訴状の内容など具体的なことはまだわかっていないのですが、これにより「民泊は旅館業の適用を受けない」との判断がくだるとの見方をしている人は少ないようです。しかし判断をするのはあくまでも司法(裁判所)です。ワンルームマンション規模での旅館業法上の許可は、不適正とされる確率は決してゼロではありません。

民泊すべてを一括りにすることへの異論

提訴したマンションオーナーの弁護士は、会見で次のように説明しています。「規制されるべき民泊とそうでないものがあるのではないか」すべての民泊に対して、一括りにして旅館業法の規定を適用することに疑問があると示しています。

現在、厚生労働省から出ている民泊の取り扱いについての回答では、「人が自宅や空き家の一部を用いて行う民泊であっても、宿泊料を受け取り、宿泊業を行う行為は旅館業に当たる」としています。

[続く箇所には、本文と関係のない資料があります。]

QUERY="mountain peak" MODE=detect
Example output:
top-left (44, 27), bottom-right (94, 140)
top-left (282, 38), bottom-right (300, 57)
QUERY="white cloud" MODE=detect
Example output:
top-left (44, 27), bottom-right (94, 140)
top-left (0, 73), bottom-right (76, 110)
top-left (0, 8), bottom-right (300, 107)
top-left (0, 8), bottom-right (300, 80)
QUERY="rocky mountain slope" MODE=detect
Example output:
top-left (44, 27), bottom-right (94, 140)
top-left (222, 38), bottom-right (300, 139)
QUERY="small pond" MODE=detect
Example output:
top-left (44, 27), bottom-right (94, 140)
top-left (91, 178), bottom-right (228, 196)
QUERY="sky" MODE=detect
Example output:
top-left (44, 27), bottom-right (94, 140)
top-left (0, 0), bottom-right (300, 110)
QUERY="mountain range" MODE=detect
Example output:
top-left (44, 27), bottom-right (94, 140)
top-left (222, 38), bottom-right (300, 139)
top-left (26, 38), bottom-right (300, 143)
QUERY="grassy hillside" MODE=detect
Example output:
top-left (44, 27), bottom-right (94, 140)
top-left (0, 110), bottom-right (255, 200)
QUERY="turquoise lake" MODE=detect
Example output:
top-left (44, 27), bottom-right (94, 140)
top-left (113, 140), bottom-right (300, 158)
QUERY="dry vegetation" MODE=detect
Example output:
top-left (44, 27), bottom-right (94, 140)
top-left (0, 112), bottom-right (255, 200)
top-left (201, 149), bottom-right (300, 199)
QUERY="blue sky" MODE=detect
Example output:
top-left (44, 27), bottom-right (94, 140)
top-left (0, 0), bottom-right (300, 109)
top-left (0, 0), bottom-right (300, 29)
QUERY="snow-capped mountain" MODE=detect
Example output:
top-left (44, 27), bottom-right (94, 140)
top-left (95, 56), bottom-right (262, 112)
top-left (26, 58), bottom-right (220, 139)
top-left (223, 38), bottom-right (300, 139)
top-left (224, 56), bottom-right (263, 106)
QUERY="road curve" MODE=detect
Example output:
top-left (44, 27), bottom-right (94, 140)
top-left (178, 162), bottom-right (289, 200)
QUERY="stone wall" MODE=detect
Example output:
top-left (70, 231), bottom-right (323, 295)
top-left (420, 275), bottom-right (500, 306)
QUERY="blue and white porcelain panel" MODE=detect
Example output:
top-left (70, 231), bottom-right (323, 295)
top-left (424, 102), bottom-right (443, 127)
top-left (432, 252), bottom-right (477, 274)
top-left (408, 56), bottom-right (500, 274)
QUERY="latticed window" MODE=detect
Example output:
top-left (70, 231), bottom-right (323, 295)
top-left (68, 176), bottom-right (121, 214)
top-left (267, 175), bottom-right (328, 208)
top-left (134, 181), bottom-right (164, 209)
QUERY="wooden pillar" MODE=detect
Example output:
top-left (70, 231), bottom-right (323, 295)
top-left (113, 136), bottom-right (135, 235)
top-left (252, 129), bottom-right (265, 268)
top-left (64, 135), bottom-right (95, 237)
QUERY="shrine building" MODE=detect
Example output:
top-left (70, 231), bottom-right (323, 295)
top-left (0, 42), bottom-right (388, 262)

民泊も「宿泊料」を受けて運営し、寝具などを提供します。これは、「宿泊させる」行為に該当します。旅館業法に旅館業の定義としてこの文言が定められていることから「民泊=旅館業」と取り扱われているのです。

今後の展開はどうなっていくのか

今後、訴状の内容や論点が発表されていくと、旅館業の定義のどこに問題提起したかが明らかになっていきます。既に法整備が完備に向かう寸前の民泊ではありますが、さまざまな問題も含んでいるのも事実です。

もし、この裁判で今までと違った見解が示されれば、これは大きな影響を及ぼすことになります。今後も注目していきたいケースだといえるでしょう。